Os trabalhadores afirmam ainda que os decretos de ponto facultativo não costumam contemplar a categoria, e pedem mais sensibilidade com quem atua no comércio.
“O governo já decretou ponto facultativo para as repartições públicas. Sei que nós, escravos do comércio, iremos trabalhar, porque ponto facultativo nunca valeu para nós. O apelo que faço aos representantes é que ao menos reduzam a nossa carga horária nessa data, para que possamos nos arrumar e comemorar com nossa família”.
A insegurança enfrentada pelos funcionários também foi destacada na reclamação. “Que de fato ocorra uma fiscalização no horário de funcionamento do comércio, porque ficamos sujeitos a assaltos e riscos nessas datas comemorativas. Muitos donos de lojas vão curtir, viajar, e nós, funcionários, ficamos tomando conta do patrimônio deles, sem hora definida para ir para casa, nos arriscando em ponto de ônibus”.
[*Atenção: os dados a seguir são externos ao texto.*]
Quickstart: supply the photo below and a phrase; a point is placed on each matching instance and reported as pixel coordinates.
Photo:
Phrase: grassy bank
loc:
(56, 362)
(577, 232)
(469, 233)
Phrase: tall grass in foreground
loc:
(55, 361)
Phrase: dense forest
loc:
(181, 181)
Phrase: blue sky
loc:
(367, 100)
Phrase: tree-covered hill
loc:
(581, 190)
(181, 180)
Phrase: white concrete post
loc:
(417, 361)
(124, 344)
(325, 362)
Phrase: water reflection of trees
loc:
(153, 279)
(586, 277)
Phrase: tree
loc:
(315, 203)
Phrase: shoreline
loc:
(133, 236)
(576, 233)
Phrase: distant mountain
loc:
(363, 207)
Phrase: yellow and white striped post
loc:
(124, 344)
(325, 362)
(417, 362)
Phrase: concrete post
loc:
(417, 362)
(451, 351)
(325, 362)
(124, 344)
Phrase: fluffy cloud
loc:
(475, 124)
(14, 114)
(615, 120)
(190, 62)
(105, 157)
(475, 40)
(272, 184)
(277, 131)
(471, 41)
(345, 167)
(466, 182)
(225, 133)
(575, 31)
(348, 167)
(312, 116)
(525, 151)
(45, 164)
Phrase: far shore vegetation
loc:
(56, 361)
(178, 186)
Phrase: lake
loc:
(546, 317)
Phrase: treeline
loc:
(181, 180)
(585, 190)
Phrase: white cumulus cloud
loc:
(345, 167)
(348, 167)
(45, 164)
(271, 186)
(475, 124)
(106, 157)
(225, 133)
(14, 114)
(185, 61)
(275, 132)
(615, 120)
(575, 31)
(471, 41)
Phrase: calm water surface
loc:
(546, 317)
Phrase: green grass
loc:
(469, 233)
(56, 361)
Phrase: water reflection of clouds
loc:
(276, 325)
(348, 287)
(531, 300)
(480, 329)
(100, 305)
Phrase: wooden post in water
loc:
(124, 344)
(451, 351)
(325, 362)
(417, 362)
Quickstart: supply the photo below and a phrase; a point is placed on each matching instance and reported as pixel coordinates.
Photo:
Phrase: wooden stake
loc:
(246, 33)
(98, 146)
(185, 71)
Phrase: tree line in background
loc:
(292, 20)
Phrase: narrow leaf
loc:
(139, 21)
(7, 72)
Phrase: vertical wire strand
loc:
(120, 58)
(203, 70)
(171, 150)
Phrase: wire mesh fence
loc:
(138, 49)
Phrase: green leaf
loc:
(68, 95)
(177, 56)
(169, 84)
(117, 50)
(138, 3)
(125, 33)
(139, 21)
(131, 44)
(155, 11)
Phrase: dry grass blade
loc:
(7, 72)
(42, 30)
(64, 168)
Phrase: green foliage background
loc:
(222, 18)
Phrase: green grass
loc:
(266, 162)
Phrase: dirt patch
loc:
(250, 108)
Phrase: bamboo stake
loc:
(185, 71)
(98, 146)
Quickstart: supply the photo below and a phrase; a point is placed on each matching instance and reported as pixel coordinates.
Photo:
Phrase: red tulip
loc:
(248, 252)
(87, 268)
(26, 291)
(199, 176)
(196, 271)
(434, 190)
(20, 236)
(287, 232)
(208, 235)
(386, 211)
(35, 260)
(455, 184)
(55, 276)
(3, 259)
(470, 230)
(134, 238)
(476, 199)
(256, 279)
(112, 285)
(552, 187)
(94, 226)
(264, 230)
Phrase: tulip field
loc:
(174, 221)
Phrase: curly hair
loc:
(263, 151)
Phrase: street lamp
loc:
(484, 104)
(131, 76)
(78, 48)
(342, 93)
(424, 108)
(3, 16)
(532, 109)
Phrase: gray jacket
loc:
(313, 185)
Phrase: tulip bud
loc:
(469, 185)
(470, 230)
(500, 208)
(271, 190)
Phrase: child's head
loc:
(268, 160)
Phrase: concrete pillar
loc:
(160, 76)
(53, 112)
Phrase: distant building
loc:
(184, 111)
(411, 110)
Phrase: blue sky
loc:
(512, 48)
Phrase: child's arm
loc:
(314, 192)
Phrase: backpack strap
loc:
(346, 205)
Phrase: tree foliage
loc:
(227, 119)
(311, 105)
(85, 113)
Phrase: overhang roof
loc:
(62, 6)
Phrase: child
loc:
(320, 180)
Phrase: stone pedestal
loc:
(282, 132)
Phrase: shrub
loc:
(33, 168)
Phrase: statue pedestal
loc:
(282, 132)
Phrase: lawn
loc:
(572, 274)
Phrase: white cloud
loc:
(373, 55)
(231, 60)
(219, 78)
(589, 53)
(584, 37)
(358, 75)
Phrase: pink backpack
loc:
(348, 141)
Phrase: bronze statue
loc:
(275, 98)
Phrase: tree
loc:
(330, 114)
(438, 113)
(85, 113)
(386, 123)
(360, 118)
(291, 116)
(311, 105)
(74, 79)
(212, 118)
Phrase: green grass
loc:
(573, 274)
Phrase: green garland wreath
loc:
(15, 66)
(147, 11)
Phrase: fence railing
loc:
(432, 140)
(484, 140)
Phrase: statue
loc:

Os trabalhadores disseram ainda que a categoria se sente ignorada quando busca esclarecimentos. “Que alguém possa ter consciência pela nossa classe, que chega a ser ignorada. Quando vamos reclamar com o sindicato, eles falam que é a Prefeitura que determina as datas comemorativas. Precisamos de respostas, seja da Prefeitura ou do sindicato. Temos uma vida e família além do trabalho”
Encaminhamos os relatos para o Sindicato dos Lojistas e do Comércio Varejista de Juazeiro (Sindilojas Juazeiro) e aguardamos uma resposta.